Unfortunately, nearly every season or two, Mom, Dad, or one of their friends has had to pay a visit to the emergency room at the local hospital. The first couple of years they were there, Mom and Dad were lucky enough not to have to go. Flo, however, tripped in aerobics one morning during her second season in Florida, and her leg swelled up like her husband’s stomach after dinner at a Chinese buffet. She was in a lot of pain, too. So, Irv drove her over to the emergency room where she sat and sat and sat. After two and one-half hours of sitting in the waiting room, they finally brought her into an examining room to look at her leg and take a couple of x-rays. Then she sat around there for another hour before they could get a doctor in to read the x-rays. Fortunately, it turned out only to be a bad sprain.
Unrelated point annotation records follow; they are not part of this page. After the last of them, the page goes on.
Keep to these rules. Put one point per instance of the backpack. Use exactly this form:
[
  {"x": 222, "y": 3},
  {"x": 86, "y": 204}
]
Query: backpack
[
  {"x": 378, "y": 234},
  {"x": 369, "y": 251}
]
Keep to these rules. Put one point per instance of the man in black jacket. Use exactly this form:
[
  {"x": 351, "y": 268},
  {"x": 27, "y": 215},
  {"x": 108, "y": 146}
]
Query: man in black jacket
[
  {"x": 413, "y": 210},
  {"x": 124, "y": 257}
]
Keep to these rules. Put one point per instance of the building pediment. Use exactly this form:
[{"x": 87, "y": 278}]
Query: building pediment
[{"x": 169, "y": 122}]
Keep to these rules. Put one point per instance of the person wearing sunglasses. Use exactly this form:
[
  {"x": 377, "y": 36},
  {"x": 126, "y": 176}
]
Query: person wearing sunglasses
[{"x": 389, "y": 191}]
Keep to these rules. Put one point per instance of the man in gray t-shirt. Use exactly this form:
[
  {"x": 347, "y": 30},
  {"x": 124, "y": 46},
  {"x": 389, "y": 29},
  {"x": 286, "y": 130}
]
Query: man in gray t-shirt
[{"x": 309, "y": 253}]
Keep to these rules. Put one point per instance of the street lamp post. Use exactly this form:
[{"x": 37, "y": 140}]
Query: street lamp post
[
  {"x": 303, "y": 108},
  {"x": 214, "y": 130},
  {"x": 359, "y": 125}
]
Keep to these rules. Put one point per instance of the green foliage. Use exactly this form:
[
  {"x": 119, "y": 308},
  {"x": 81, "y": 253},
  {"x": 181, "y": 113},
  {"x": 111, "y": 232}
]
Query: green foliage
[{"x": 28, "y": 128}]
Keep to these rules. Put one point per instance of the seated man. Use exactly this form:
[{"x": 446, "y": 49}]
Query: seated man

They gave her an air cast and some painkillers and sent her on her way.
Spraining her leg, however, did give Flo the benefit of having something to talk about at the pool for a few days. “Would you believe that when I called to cancel my reservations for the ‘Young in Spirit’ square dance because of my leg, they said I couldn’t get my money back?”
“You’re kidding. Did you tell the person in charge that you fell and are unable to dance?” Mom asked.
“Of course, I told her,” Flo replied. “You know what she had the nerve to say? That she wouldn’t refund my money because I am still able to get around. She said some of the members in wheelchairs are even coming to the dance, and that I should come to sit and watch the others dance. Like watching other people do-se-do while my leg is in a cast would be any fun.”
Spraining her leg, also gave Flo a chance to commiserate with some of her other comrades who also have had to pay visits to the emergency room at one time or another.
“Oy, the wait in that place was atrocious; you get bread in Russia faster than they see you in the emergency room,” Flo said at dinner one evening. “I was there for over five hours.”
“Well, that’s because they triage you,” Dad explained, “Obviously someone with chest pains would get seen faster than that. If it’s not that serious of an injury, I’ve heard that waits of five to six hours are common in that hospital.”
“Well, I would hope they see you faster for chest pains or you could die in that place waiting. To begin with, most of the people in the emergency room aren’t too young when they get there. The average age in the waiting room must have been 83. Then they have to wait several hours to be seen. Gosh, it was so crowded there with old people. That emergency room really packs them in”
“Well, that’s who does a good business in Florida,” Mom said, “hospitals.”
“And doctors,” Flo added.
Unfortunately, the following year Dad was able to prove his triage theory to Flo. At about eight in the evening, he began to have a couple of chest pains. Mom got so scared that she drove him over to the emergency room herself, even though she normally doesn’t drive in Florida. All Dad had to do was say, “chest pain” and the nurses took him in to be seen right away. They checked his vital signs, took some chest x-rays, and gave him an EKG before they determined he had a bad case of indigestion, probably from the large meal at Barney’s earlier that evening.
“I told you they triage the patients. They took me right away,” he told Flo the next day. “I made it out of the emergency room in a record two and a half hours.”